Tudo que pediu foi meio copo d'água, que a menina prontamente atendeu. Com alguma dificuldade, separou algumas das sementes que carregava sempre consigo, as remexendo com os dedos até encontrar a que queria. Panaceia, a cura de todos os males, a mais rara do Makai. Seu estoque era tão limitado que só usava em ocasiões de vida ou morte. Como aquela.

Ele espremeu a semente, deixando a seiva escorrer para dentro do copo. A água ganhou uma cor acobreada e ele a tomou de um só gole, se permitindo fechar os olhos por um instante. Kiki tinha ido procurar algo para cobrir a queimadura da mão e o deixado sozinho no quarto. Quando ela retornou, com um punhado de gelo, gazes e esparadrapos, já começava a se sentir restabelecido.

— O que diabos aconteceu com você? — ela perguntou, tentando abafar a voz, enquanto enrolava desajeitadamente a gaze na palma de Kurama.

— É uma longa história — respondeu, se lembrando como algumas semanas atrás estiveram em situação completamente oposta, com ele a ajudando depois da garota aparecer de surpresa na sua janela.

— Bom, nós temos a noite toda.

— Não, eu não posso ficar aqui.

A menina rasgou um pedaço de esparadrapo com os dentes, e o grudou na gaze, a fixando na mão dele.

— Mas eu preciso da sua ajuda — Kurama adicionou.

— O que está havendo?

— Tenho como localizar Bozukan — ele disse, apontando para o amuleto com a cabeça.

A menina olhou para o embrulho, desconfiada.

— Foi isso que te queimou?

Kurama balançou a cabeça, em sinal afirmativo.

— Mas não vai te queimar.
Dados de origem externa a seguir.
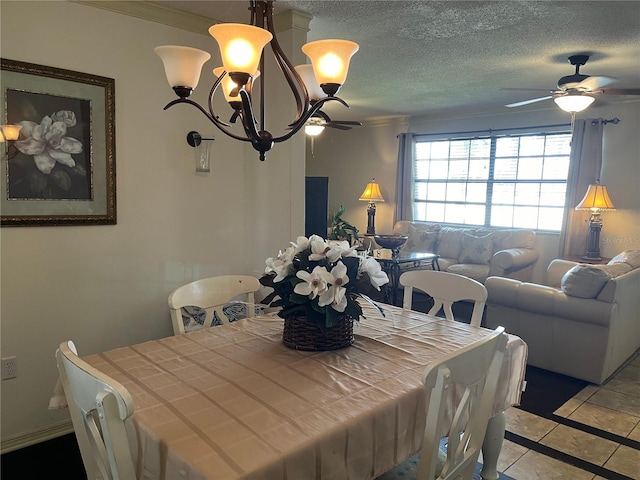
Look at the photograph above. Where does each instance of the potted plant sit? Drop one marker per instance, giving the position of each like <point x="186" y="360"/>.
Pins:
<point x="341" y="229"/>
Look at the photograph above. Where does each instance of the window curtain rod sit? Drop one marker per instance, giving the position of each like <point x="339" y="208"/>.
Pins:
<point x="492" y="130"/>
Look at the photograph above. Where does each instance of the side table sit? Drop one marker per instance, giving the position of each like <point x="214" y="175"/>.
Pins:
<point x="391" y="265"/>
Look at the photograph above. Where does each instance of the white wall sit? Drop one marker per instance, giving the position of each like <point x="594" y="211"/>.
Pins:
<point x="107" y="286"/>
<point x="351" y="158"/>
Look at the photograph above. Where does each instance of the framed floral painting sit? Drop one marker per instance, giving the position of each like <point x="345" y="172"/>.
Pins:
<point x="61" y="170"/>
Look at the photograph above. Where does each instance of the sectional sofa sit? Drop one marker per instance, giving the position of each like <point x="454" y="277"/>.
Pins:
<point x="474" y="252"/>
<point x="583" y="322"/>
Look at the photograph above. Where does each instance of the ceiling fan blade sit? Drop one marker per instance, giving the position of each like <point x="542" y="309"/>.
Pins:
<point x="595" y="82"/>
<point x="347" y="122"/>
<point x="619" y="91"/>
<point x="527" y="102"/>
<point x="336" y="125"/>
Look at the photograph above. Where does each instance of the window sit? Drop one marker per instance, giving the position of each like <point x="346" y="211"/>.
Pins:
<point x="500" y="181"/>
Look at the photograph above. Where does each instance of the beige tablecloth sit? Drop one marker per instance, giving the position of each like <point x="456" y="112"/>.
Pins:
<point x="234" y="402"/>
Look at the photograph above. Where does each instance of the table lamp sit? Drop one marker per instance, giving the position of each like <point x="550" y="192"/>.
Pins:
<point x="371" y="194"/>
<point x="595" y="200"/>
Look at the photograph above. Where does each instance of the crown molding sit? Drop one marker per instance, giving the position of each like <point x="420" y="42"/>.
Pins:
<point x="155" y="12"/>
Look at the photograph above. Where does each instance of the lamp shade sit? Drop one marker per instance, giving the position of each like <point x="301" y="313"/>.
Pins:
<point x="330" y="59"/>
<point x="228" y="85"/>
<point x="240" y="46"/>
<point x="313" y="130"/>
<point x="182" y="65"/>
<point x="9" y="132"/>
<point x="372" y="193"/>
<point x="596" y="199"/>
<point x="310" y="82"/>
<point x="574" y="103"/>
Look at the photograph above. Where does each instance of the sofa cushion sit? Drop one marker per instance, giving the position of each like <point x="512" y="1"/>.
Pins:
<point x="449" y="242"/>
<point x="420" y="240"/>
<point x="584" y="281"/>
<point x="503" y="239"/>
<point x="471" y="270"/>
<point x="478" y="250"/>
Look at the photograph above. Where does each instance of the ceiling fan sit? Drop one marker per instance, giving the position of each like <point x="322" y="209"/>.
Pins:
<point x="579" y="85"/>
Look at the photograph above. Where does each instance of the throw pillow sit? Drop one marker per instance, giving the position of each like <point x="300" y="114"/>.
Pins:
<point x="478" y="250"/>
<point x="632" y="257"/>
<point x="420" y="240"/>
<point x="584" y="281"/>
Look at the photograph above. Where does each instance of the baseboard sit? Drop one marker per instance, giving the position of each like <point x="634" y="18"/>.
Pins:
<point x="36" y="436"/>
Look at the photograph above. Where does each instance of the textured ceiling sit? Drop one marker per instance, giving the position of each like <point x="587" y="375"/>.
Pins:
<point x="450" y="57"/>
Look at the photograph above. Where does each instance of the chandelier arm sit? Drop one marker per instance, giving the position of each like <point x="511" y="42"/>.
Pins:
<point x="247" y="116"/>
<point x="212" y="118"/>
<point x="211" y="95"/>
<point x="298" y="124"/>
<point x="290" y="74"/>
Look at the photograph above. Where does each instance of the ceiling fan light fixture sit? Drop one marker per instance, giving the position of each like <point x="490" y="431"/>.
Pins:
<point x="313" y="130"/>
<point x="574" y="103"/>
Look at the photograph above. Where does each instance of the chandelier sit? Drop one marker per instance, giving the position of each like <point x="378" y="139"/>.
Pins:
<point x="241" y="48"/>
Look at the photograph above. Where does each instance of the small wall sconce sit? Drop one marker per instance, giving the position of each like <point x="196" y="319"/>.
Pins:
<point x="202" y="148"/>
<point x="9" y="132"/>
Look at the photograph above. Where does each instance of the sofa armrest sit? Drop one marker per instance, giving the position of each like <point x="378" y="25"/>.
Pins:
<point x="511" y="260"/>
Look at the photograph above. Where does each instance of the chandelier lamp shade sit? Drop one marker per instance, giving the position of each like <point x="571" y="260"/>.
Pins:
<point x="596" y="200"/>
<point x="574" y="102"/>
<point x="242" y="52"/>
<point x="372" y="195"/>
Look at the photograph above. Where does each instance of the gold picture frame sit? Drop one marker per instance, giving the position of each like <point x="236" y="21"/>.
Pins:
<point x="62" y="168"/>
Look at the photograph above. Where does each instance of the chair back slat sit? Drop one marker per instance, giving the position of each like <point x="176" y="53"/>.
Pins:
<point x="99" y="407"/>
<point x="211" y="294"/>
<point x="445" y="288"/>
<point x="462" y="388"/>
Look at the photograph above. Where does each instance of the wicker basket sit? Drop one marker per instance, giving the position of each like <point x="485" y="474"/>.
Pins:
<point x="300" y="334"/>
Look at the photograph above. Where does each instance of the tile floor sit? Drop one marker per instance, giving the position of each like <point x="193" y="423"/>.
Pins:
<point x="613" y="407"/>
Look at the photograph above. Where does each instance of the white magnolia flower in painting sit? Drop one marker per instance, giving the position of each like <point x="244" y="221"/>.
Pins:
<point x="315" y="283"/>
<point x="48" y="143"/>
<point x="336" y="293"/>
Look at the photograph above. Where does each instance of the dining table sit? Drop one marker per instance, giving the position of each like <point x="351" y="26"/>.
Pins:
<point x="233" y="402"/>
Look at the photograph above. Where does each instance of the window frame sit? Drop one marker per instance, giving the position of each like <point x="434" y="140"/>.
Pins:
<point x="491" y="181"/>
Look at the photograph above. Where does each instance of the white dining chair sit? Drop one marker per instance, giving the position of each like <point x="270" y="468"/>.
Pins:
<point x="212" y="294"/>
<point x="469" y="377"/>
<point x="99" y="407"/>
<point x="445" y="289"/>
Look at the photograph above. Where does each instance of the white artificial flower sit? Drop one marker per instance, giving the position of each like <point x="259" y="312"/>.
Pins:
<point x="336" y="294"/>
<point x="282" y="266"/>
<point x="371" y="267"/>
<point x="315" y="283"/>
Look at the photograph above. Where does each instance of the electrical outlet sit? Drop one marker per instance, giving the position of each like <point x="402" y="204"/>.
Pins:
<point x="9" y="368"/>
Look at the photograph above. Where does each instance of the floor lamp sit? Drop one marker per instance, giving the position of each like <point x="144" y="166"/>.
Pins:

Só atinge demônios.

Ainda receosa, Kiki abriu o manto, revelando o Olho de Jade. Tocou de leve a imagem entalhada no centro, percorrendo seus traços. Não sentiu nada.

Já com gestos seguros, pegou com firmeza o medalhão e o abriu, deixando o brilho inundar seu quarto.

— Aqui — Kurama exibiu um pequeno frasco, com um líquido vermelho intenso que o enchia até a metade. Pingou apenas uma gota.

A garota acompanhou de perto, intrigada, e se surpreendeu quando viu a imagem se formar na frente dos dois.

Era Bozukan, em um festim diabólico em que devorava três corpos humanos de uma só vez. Kiki virou o rosto, enojada, ao ver o sangue escorrendo pelas presas afiadas do youkai.

A imagem se apagou.

Kurama voltou a abrir o frasco, despejando um pouco mais do líquido viscoso, que era imediatamente absorvido pela relíquia.

A cena reapareceu, dessa vez durando quase um minuto. Os dois comtemplavam em silêncio. Kiki, nervosa. Kurama, compenetrado.

— E agora? — ela perguntou quando o figura se desvaneceu diante de seus olhos.

— Agora eu preciso ir — ele respondeu, se levantando. Tinha uma ideia de onde Bozukan estava, se baseando pela estrutura do local. Com sorte, o localizaria ainda naquela noite. Mas para isso, teria que partir imediatamente.

— Espera!

Kiki fechou o medalhão, o embrulhando de qualquer jeito. Pegou um casaco que estava jogado sobre uma cadeira e o vestiu por cima do pijama.

— Eu vou com você — disse com firmeza, e, sem esperar resposta, foi em direção à janela.

Kurama não contestou.

E com um sentimento agridoce no peito, saiu atrás da menina.